A former driving school instructor pleaded guilty Tuesday to a federal conspiracy charge for scheming with an employee at the Registry of Motor Vehicles office in Brockton to take bribes from people who received driver’s licenses without passing a road test, according to court filings.

Ngan K. “Danny” Dinh, 48, of Dorchester, has agreed to forfeit $5,450 he received as part of the scheme and pleaded guilty in US District Court in Boston to one count of conspiracy to commit honest services mail fraud, according to a plea agreement filed in court in January along with the charges.

US District Judge Patti B. Saris scheduled sentencing for June 5.

Assistant US Attorney Christine Wichers told the judge that Dinh “taught driving lessons to Vietnamese immigrants who spoke little to no English” and required them to pay him in cash.

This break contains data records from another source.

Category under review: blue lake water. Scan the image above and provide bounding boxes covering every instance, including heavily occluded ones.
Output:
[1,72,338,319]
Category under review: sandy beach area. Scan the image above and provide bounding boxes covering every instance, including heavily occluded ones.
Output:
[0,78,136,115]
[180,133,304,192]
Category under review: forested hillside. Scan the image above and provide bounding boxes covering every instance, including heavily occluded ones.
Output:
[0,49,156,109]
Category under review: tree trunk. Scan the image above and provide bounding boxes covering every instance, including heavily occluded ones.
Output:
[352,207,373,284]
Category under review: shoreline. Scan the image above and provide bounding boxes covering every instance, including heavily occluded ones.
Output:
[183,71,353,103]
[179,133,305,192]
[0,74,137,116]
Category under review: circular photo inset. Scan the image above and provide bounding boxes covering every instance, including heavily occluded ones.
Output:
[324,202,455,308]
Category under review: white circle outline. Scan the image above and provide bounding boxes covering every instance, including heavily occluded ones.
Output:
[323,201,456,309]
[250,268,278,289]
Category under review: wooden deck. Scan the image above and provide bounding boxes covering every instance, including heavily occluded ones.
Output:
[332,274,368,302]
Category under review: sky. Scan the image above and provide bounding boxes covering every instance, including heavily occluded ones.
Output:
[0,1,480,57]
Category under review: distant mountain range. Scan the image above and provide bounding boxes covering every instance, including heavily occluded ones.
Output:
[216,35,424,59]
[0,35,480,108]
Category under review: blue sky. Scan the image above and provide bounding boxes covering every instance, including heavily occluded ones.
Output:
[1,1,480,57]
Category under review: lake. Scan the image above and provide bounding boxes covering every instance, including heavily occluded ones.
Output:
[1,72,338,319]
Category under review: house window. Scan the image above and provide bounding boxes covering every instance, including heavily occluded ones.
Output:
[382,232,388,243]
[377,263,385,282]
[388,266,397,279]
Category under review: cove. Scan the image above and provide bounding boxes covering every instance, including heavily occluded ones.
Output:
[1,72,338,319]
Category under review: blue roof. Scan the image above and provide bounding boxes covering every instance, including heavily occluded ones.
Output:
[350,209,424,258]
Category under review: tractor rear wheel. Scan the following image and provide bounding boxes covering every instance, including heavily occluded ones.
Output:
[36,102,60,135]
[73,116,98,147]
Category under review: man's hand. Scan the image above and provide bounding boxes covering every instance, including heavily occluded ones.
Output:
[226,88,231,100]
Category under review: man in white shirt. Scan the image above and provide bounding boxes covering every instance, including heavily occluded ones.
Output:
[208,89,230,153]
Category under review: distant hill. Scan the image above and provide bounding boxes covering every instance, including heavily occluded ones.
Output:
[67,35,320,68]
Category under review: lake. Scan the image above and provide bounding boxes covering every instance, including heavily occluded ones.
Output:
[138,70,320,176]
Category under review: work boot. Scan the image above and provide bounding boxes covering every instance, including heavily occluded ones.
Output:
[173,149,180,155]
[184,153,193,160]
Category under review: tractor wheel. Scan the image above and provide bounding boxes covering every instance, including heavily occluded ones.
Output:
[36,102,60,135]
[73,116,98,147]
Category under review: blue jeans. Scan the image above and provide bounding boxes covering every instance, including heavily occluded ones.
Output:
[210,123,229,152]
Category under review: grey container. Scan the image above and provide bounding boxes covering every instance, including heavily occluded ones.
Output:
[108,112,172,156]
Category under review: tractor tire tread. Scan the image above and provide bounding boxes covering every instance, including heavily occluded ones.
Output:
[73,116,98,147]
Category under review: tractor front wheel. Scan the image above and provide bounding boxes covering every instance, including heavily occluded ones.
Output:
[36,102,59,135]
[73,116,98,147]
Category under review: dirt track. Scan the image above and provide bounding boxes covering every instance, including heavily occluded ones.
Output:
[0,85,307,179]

If the case had gone to trial, she said the government would have presented evidence that Dinh accepted cash payments totaling $3,300 between August 2020 and April 2021 from or on behalf of three people with learner’s permits who were required to pass a road test before getting a Class D license, needed to drive a car.

Dinh passed along a portion of the bribes to an RMV examiner who falsely reported that the three applicants had passed the driving tests, even they they hadn’t, Wichers said.

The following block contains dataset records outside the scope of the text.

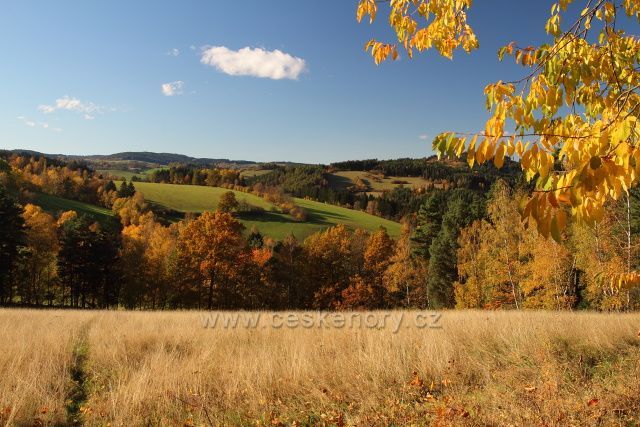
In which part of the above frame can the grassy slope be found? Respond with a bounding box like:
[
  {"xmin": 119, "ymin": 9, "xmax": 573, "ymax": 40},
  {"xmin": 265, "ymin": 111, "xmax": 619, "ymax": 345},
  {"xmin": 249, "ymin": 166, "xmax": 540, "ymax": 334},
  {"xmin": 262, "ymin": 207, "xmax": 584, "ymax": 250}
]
[
  {"xmin": 33, "ymin": 193, "xmax": 113, "ymax": 221},
  {"xmin": 135, "ymin": 182, "xmax": 400, "ymax": 240},
  {"xmin": 0, "ymin": 309, "xmax": 640, "ymax": 427}
]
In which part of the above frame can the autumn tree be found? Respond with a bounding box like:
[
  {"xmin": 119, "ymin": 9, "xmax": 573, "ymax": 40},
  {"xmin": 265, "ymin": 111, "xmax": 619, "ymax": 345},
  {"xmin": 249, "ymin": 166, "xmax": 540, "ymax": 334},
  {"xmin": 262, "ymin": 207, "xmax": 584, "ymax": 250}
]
[
  {"xmin": 304, "ymin": 225, "xmax": 353, "ymax": 309},
  {"xmin": 382, "ymin": 224, "xmax": 428, "ymax": 308},
  {"xmin": 177, "ymin": 211, "xmax": 250, "ymax": 310},
  {"xmin": 357, "ymin": 0, "xmax": 640, "ymax": 288}
]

“Some permittees merely drove around the Brockton RMV parking lot,” prosecutor­s wrote in charging documents filed in court. “Others did not show up for their road tests at all.”

Wichers said Dinh paid the RMV examiner bribes totaling $300, which was $100 for each of the three fraudulent­ly issued driver’s licenses.

However, Dinh disputed that, telling the judge he had actually paid the examiner a total of $650.

At one point during Tuesday’s hearing, Saris raised concerns about whether Dinh understood his rights and wanted to go forward with his guilty plea.

“You just seem a little hesitant here,” Saris told Dinh, who said he understood English but relied on an interprete­r throughout the hearing. The judge ordered a recess, giving Dinh a half-hour to discuss the case with his lawyer. Afterward, Dinh assured her that he was aware of his right to have a jury of 12 random people decide his fate, but wanted to plead guilty.

Dinh’s attorney, Roland Pham, said Dinh, a father of two, is the “sole bread-winner” for his family and operates a hair salon in Saugus. The judge released him on personal recognizan­ce pending sentencing.

Dinh and his lawyer declined to comment after the hearing.

Documents filed in Dinh’s case don’t identify the RMV examiner, but state officials announced two years ago that the agency fired four employees after determinin­g 2,100 drivers received licenses at the Brockton Customer Service Center without taking road tests.

At the time, Massachuse­tts Department of Transporta­tion officials said a supervisor noticed suspicious activity in 2020 related to the issuance of licenses at the Brockton center. The RMV reported the matter to law enforcemen­t and later determined that starting in April 2018, about 2,100 customers received passing scores by two road test examiners at the Brockton location without actually taking the test. Two test examiners and two service center workers at the location were fired, according to the department. The fired employees weren’t named at that time.

In January, Neta Centio, 56, of Taunton, was sentenced to 15 months in prison for paying bribes to an RMV examiner at the Brockton center on more than 40 occasions beginning in July 2020 to issue driver’s licenses to people who never took a road test, according to the US Attorney’s office.

Last August, two people were sentenced to prison for their roles in bribery schemes linked to the RMV.

The former manager of the RMV center in Brockton, Mia Cox-Johnson, was sentenced to four months in prison after pleading guilty to extortion conspiracy and extortion. She admitted that between December 2018 and October 2019, she took cash payments in exchange for awarding passing scores on written tests for people who were seeking both passenger and commercial driver’s licenses, according to court filings.

In the other case, Estevao Semedo, who owned a Brockton driving school, admitted he accepted bribes, mostly from Cape Verdean immigrants, more than 70 times between 2019 and 2021 and paid $17,000 to an RMV examiner who gave them passing scores on their tests even if they failed or didn’t take them. Semedo was sentenced to six months in prison after pleading guilty to conspiracy to commit honest services mail fraud.

The charge against Dinh came on the heels of a sweeping federal indictment charging four current and former Massachuse­tts State Police troopers, and two other men, with scheming to grant commercial driver’s licenses to more than two dozen people who didn’t pass the required tests, in exchange for gifts. They have all pleaded not guilty.